Война и мир. Черновые редакции и варианты. Часть третья | страница 16
Из числа 23 человек самых разнообразных характеров и званий: офицеров, солдат, чиновников, которые потом как в тумане представлялись Пьеру, в памяти его остался навсегда[112] унтер-офицер Томского полка, взятый французами[113] в гошпитале, с которым он особенно сблизился. Унтер-офицера этого звали Платон Каратаев. Он был тамбовец и говорил тамошним говором, выговаривая ц вместо ч.[114] В воспоминании Пьера этот человек остался олицетворением всего русского, доброго, счастливого и круглого.[115] Голова у него была совершенно круглая, как большой мяч. Глаза, очень приятные, большие, карие, были[116] круглые, усы и борода, отрастая вокруг рта, составляли круг, рот[117] раскрывался овалом, близким к кругу, волоса вокруг лба всегда имели вид круга, руки[118] пухлые были почти круглые, плечи округлялись в спине,[119] грудь была высокая, округленная, руки он всегда носил в округленном положении, как будто готовился обнять что-то.[120] Все морщины на его лице — около глаз и рта были круглые. Он был невысок ростом. Зубы, ярко белые, крепкие, которые все выкатывались своими двумя полукругами, когда он смеялся (что он часто делал), были все крепки, ни одного седого волоса не было в его волосах и бороде, но по рассказам его о[121] походах, в которых он участвовал 10-летним солдатом, ему должно было <быть>[122] гораздо за 50 лет.

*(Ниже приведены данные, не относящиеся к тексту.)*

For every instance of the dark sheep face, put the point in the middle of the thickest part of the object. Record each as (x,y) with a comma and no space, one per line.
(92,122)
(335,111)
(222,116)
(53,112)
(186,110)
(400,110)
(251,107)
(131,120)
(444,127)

Всё лицо было весьма приятно, голос у него был тихий и почти нежный. Говорил он очень складно и кругло, всегда заканчивая свою речь[123] и беспрестанно украшая ее поговорками, пословицами и ласкательными мужицкими словами, из которых в особенности он часто употреблял «соколик».[124] Он говорил с теми русскими старыми приемами ласки и вежества, с которыми говорят в дальних деревнях. Попав в плен и обросши бородою, он, видимо, отбросил в несчастии всё напущенное на него солдатское и[125] с удовольствием возвратился к старым мужицким приемам и речи. Он неохотно говорил про свое солдатское время, и когда рассказывал, то преимущественно из старых и, видимо, дорогих ему воспоминаний крестьянского быта. Поговорки, которые он говорил очень часто, не были те солдатские, большей частью неприличные и бессмысленные присказки, но это были большей частью изречения того свода глубокой житейской мудрости, которой живет народ.